Selain itu juga menyebabkan pemerintah akan melakukan utang negara untuk mencover
segala kekurangan yang ada di dalam negeri atau menutupi penerimaan negara akibat
menerapkan kebijakan Insentif Perpajakan. Hal tersebut menambah beban pemerintah karena
menambah utang baru bagi Indonesia yang semakin membengkak ditambah lagi kondisi
pandemi saat ini. Jika semakin banyak utang negara Indonesia semakin susah pula Indonesia
mengembalikan utang tersebut karena utang tersebut sudah terlalu banyak.

Solusi saya yaitu dengan membukanya perekonomian secara perlahan terutama sektor
Industri & sektor Pertanian (menerapkan protokol kesehatan) dan menerapkan pajak yang lebih
rendah dari pajak sebelumnya sehingga pemerintah tidak melakukan atau menerapkan kebijakan
Insentif Perpajakan sehingga pemerintah tidak mengalami Defisit APBN dan Utang Negara.
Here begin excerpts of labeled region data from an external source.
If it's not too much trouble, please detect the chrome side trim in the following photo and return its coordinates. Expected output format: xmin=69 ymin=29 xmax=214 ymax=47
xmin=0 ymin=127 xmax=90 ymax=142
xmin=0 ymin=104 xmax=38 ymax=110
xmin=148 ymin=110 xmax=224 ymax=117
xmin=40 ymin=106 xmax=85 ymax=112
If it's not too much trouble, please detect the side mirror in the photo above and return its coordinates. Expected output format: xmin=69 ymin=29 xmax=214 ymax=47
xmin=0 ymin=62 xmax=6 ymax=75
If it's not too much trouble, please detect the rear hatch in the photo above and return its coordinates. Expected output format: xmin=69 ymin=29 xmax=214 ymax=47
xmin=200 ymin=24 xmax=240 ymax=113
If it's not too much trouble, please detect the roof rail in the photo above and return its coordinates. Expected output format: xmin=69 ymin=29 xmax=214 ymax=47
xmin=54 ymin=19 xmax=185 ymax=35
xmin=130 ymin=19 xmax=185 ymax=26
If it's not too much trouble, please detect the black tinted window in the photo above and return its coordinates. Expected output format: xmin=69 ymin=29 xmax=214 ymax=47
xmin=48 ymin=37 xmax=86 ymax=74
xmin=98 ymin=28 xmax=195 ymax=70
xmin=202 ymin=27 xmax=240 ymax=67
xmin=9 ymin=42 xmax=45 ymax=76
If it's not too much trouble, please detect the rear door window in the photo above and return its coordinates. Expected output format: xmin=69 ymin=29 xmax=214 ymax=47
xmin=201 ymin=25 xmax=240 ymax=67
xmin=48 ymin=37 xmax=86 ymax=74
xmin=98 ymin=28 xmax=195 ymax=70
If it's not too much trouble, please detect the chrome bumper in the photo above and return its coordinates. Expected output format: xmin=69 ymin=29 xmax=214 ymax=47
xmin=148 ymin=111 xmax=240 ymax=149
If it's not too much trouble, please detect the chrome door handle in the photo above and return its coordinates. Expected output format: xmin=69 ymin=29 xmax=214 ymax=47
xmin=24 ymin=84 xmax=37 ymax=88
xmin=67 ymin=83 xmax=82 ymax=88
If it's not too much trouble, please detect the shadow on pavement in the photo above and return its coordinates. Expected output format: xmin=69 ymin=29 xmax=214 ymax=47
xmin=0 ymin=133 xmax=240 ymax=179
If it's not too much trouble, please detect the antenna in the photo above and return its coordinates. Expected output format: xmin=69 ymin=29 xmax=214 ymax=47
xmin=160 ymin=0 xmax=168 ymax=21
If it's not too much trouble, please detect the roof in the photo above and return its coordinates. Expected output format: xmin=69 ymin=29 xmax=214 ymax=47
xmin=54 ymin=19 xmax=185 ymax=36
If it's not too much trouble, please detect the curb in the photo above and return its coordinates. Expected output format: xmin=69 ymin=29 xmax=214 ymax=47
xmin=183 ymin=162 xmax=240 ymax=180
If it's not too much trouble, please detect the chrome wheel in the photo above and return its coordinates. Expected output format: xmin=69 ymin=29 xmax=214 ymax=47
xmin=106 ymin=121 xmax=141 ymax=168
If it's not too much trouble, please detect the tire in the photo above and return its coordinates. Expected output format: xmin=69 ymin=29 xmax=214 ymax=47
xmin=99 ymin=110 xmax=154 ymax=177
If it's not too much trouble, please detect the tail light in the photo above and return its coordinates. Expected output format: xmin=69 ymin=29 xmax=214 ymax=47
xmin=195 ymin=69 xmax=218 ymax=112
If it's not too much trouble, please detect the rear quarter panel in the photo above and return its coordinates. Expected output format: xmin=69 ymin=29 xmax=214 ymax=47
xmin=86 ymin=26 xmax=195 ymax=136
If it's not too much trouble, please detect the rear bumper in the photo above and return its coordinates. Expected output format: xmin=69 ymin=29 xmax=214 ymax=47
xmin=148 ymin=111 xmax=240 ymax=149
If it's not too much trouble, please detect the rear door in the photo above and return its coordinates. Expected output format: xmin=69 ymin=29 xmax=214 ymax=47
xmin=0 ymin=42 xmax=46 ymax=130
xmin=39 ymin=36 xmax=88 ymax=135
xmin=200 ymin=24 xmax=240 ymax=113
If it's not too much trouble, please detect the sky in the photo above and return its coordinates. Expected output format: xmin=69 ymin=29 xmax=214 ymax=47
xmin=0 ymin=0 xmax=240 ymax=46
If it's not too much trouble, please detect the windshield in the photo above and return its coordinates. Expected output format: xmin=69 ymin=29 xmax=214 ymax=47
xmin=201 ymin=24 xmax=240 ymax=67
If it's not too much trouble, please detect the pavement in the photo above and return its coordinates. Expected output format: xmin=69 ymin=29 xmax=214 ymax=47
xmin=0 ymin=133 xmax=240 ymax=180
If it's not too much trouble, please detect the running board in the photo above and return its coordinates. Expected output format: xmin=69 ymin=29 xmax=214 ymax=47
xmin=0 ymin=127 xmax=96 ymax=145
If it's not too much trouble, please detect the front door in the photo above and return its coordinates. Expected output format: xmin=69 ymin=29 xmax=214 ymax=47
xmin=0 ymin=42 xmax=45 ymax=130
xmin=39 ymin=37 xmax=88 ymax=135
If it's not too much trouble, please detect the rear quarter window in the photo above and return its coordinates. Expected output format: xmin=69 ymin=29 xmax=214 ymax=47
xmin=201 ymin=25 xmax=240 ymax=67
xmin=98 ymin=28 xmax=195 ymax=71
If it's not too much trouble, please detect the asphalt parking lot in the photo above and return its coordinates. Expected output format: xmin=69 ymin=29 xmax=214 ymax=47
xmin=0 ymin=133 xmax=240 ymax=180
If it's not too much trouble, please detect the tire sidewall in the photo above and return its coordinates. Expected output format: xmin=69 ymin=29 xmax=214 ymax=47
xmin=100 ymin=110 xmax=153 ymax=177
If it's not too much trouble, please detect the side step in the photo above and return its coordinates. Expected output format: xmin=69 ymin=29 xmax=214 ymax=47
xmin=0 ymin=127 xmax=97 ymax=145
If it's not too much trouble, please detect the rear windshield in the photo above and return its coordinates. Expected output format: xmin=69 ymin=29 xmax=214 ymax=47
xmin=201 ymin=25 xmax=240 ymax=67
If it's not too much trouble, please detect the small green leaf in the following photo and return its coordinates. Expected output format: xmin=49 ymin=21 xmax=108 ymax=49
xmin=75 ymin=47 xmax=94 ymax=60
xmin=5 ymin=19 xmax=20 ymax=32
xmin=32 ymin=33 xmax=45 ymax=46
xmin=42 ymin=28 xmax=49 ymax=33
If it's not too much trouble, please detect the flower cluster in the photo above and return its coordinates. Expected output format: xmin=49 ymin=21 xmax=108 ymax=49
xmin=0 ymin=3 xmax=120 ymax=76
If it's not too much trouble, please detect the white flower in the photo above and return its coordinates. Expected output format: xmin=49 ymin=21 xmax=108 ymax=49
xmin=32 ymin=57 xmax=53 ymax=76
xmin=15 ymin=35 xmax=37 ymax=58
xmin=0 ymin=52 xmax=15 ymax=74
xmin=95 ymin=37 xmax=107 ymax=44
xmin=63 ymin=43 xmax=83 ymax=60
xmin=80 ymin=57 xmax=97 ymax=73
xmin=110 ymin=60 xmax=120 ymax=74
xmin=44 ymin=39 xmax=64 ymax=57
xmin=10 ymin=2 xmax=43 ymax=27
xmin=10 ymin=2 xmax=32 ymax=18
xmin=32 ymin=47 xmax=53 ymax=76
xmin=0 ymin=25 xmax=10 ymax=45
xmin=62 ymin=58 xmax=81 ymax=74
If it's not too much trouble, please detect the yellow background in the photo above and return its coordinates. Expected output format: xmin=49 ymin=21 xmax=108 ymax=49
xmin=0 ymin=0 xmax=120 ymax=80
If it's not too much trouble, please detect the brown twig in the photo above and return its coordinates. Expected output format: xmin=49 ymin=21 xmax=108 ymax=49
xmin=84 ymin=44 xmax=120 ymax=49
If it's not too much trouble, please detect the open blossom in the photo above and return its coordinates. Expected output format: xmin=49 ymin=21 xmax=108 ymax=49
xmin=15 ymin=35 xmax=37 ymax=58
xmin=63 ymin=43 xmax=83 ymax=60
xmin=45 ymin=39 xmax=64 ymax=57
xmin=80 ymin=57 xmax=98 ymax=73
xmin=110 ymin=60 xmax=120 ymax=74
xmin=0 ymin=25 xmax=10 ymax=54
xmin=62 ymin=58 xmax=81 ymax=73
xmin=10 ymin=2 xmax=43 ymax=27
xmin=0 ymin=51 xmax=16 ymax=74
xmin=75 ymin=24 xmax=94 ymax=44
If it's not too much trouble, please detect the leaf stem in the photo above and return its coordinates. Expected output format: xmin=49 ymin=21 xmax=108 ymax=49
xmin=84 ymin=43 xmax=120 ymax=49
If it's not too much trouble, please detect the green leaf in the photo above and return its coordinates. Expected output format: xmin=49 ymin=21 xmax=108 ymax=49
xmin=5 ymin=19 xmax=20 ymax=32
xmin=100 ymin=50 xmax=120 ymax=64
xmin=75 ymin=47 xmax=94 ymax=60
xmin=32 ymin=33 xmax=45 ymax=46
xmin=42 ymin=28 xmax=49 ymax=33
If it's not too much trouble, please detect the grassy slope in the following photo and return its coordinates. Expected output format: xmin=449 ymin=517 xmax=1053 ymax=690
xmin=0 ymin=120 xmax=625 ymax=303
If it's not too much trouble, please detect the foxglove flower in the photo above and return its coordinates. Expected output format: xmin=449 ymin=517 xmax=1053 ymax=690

Dengan pemerintah membuka perekonomian di sektor industri dan sektor pertanian maka
pemerintah dapat melakukan aktivitas perekonomian dan dapat mengekspor bahan pangan ke
Luar Negeri meskipun pendapatannya tidak sebesar yang sebelumnya. Pemerintah memberi dana
bagi UMKM sebagai modal disaat pandemi selama 3 bulan, agar perekonomian tetap terus
berjalan meskipun pendapatannya relatif kecil.